I raise the 2000s folk revival, and pose to Alfie that Hudson Taylor have perhaps caught the tail end of a fad that saw Laura Marling, Ben Howard and Jake Bugg thrust into an often disagreeably harsh spotlight that has since dimmed.

“We were big fans of that theme that happened,” he says slightly cautiously. “A lot of cyclical music seems to be prevailing – each new wave seems a lot like the last. And that’s been dominating for a while, and I think acts like Mumford and Sons, Laura Marling and Ben Howard helped normalise music again I suppose, for people who play instruments and stuff like that. It’d be nice if there was an even spread, because I think people like real music.

“Me and Harry are inspired by a lot of stuff, folk in particular, but then also rock as well, and I suppose it’s just the music we like playing. It’d be nice to catch the tail end of something as big as that I suppose. Hopefully we can catch a bit of that and start something ourselves as well.”

One movement they are indisputably a part of is the resurgence of the popular Irish band. Hozier, SOAK and Little Green Cars are just some of the born and bred Irish musicians that have subtly been infiltrating UK and global charts alike in recent years with immaculately crafted music, as rich in feeling as heritage. This revolution of the ‘serious artist’ in the mainstream has been bolstered by the lingering strains of the folk revival, as the refined acoustic talents of bands like Hudson Taylor find a new, broad resonance in increasingly factionalised musical times. But why the surge in attention towards an expanding circle of Irish singer-songwriters and acoustic troubadours?

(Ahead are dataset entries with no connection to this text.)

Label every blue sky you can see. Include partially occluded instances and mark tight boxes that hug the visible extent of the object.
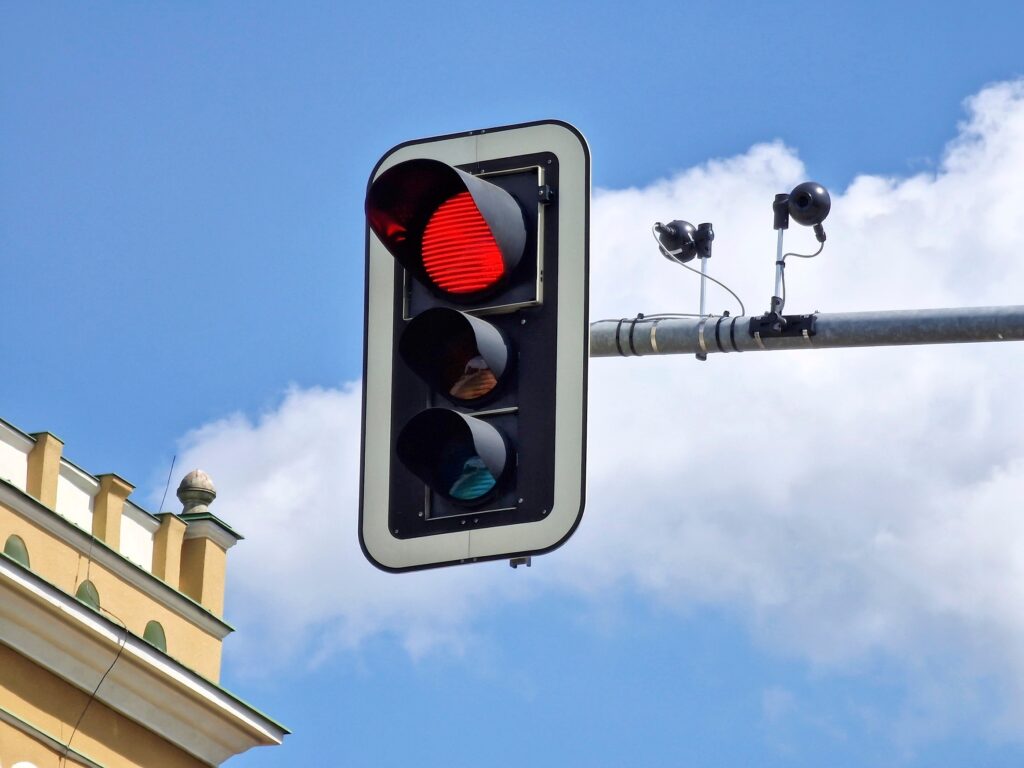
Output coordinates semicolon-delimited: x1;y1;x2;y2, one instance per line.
5;2;1024;766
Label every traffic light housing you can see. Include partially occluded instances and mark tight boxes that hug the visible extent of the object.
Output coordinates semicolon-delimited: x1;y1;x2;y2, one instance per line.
360;120;589;572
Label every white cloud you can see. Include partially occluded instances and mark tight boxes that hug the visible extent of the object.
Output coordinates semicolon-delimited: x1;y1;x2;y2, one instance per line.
170;79;1024;731
172;384;530;663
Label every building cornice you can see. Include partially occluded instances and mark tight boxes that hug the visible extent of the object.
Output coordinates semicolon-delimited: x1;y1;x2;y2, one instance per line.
0;479;233;640
0;706;105;768
182;514;243;550
0;416;35;451
0;556;288;765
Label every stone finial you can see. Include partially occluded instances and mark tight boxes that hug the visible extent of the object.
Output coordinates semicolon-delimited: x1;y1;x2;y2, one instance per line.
177;469;217;515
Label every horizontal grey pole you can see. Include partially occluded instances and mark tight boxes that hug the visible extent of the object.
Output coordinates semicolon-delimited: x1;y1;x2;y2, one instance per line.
590;305;1024;358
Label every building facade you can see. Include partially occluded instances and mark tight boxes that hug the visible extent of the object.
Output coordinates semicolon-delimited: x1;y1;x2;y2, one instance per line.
0;417;287;767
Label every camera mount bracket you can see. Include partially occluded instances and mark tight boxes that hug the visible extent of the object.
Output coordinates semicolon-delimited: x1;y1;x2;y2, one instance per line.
748;311;818;345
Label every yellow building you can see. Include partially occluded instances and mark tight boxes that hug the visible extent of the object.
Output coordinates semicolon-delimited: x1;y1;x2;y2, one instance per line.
0;417;288;767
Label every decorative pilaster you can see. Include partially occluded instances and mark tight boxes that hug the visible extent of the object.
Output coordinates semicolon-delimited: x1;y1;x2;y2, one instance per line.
152;513;188;588
176;470;242;616
92;473;134;550
26;432;63;507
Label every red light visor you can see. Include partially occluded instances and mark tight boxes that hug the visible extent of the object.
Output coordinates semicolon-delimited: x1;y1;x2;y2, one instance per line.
366;159;526;300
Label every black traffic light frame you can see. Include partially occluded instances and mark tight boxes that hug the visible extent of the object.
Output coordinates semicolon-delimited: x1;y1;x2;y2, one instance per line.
387;150;560;538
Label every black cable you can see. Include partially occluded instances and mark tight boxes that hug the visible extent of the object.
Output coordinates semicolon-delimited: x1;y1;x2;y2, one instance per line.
60;608;129;767
637;312;705;319
778;242;824;313
651;227;746;316
592;312;706;324
158;454;177;514
675;260;746;316
783;242;824;260
65;516;128;766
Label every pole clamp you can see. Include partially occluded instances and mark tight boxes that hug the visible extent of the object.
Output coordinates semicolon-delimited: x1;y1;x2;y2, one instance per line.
748;312;818;340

“I think there’s probably deep rooted stuff to do with Ireland, and to do with the recession, which might’ve inspired people to do something for themselves,” Alife observes. “But with the likes of Hozier, Gavin Jane, Kodaline, SOAK, Little Green Cars and Walking on Cars, I think it’s just that it’s great music. Irish music has always been popular, right through from Damien Rice and U2, but now there’s a real resurgence of it and it’s great to see. I like the way that Irish artists are really supporting each other as well. Our album came out in Ireland first and a lot of Irish bands came out to help us and share in it, and we did the same for others. So that’s one thing I think is really positive about it, and is a great help – it’s a really strongly knit community.”

I think there’s probably deep rooted stuff to do with Ireland, and to do with the recession, which might’ve inspired people to do something for themselves

Singing For Strangers, in this sense, is very much an album of home, as well as one of growth and of a life on the move. Alfie and Harry chose to release their debut back in Ireland prior to it dropping elsewhere, no doubt in recognition of the synchronicity of the Emerald Isle to their music. For an album born on the streets of Dublin and in the small town of Blackrock, it seems only right to christen it there. Yet whilst this record found its feet in the bars and small venues of Ireland, it now has legs all around the world; the band has a host of tour dates lined up throughout Europe and over 100,000 likes on Facebook, with more album sales still.

Yet a genuine humility still skirts the speech of Alfie Hudson-Taylor. “Going home to release the record early was really nice. People just seemed to really get behind it. We got to do a load of radio stations over there, as well as some TV – we did the Late Night Show which we grew up listening to and watching. At the time we were over there we found out that our show in Dublin at the Olympia Theatre had been sold out, and that’s a dream venue to play in, so we’re on an absolute high at the moment. But we’ve spent the last three years in England, so we’re just really excited to really push it over here and get gigging again.”

Alfie and Harry played a near entirely sold-out UK tour this February, hitting 22 dates in a month. And there’s plenty more to come, with festival season on the horizon and a load more strangers to sing for. “Our songs have been knocking around for a while, so people might know the words,” Alfie says, oddly plaintively. You know, they might just.